The system is to use Spark to prepare the data in parallel either in a container (local mode) or in a Spark cluster (cluster mode). We’ll provide users with a docker image data_preparation_image. And the users can use it like this:

docker run data_preparation_image \
    <user_defined_model_file> \
    <raw_data_directory> \
    <output_recordio_data_directory> \
    <running_mode> \
    <other_mode_related_arguments>

The general idea is to give users enough flexibility to prepare the data. The only responsibilty of our docker image is to run whatever user-defined data preparation logic in parallel. Below is the description for each argument:

`user_defined_model_file`

This file defines the model that is going to be trained. In this file, there are two parts that are needed by data preparation:

Feature Column. In order to convert data into RecordIO format, we have to know the corresponding feature columns. Given that the feature columns are already defined in the current model file (e.g. MNIST functional API example), we can just leverage the existing model file in order to keep the feature columns consistent between data preparation and model training.
Data Preparation Function For a Single File: The signature for this function is:
```
 def prepare_data_for_a_single_file(filename):
     '''
     This function is to read a single file and do whatever
     user-defined logic to prepare the data (e.g, IO from the user's file system,
     feature engineering), and return a tuple of numpy array, which should
     be compatible with the feature column above.
     '''
     pass
```
This part is not in our current model definition yet and is not limited to data preparation. It is also needed for online serving because the online input is always raw (e.g, text) and this provides the functionality to bind the feature transformation with the model. The user may need to install dependencies that the user needs to prepare the data in a new image, which can be derived from the image we provide.

`raw_data_directory`

This directory should include all training data files and will be traversed recursively to get all training data by our Spark job.
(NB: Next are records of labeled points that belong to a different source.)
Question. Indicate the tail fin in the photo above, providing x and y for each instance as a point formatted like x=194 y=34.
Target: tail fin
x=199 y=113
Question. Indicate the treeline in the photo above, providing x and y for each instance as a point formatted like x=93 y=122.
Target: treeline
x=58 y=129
`output_recordio_data_directory`

The output directory for prepared data in RecordIO format.

`running_mode`

The Spark job can be run in either local or cluster mode. If there’s no Spark cluster available for the user, the user can still use local mode to process the data in the container which runs the image we provide.

`other_mode_related_arguments`

Other arguments that are related to the running_mode. For example, we need to provide num_workers no matter which mode Spark runs in, and we need to provide more cluster-related arguments if we want to run it in a cluster.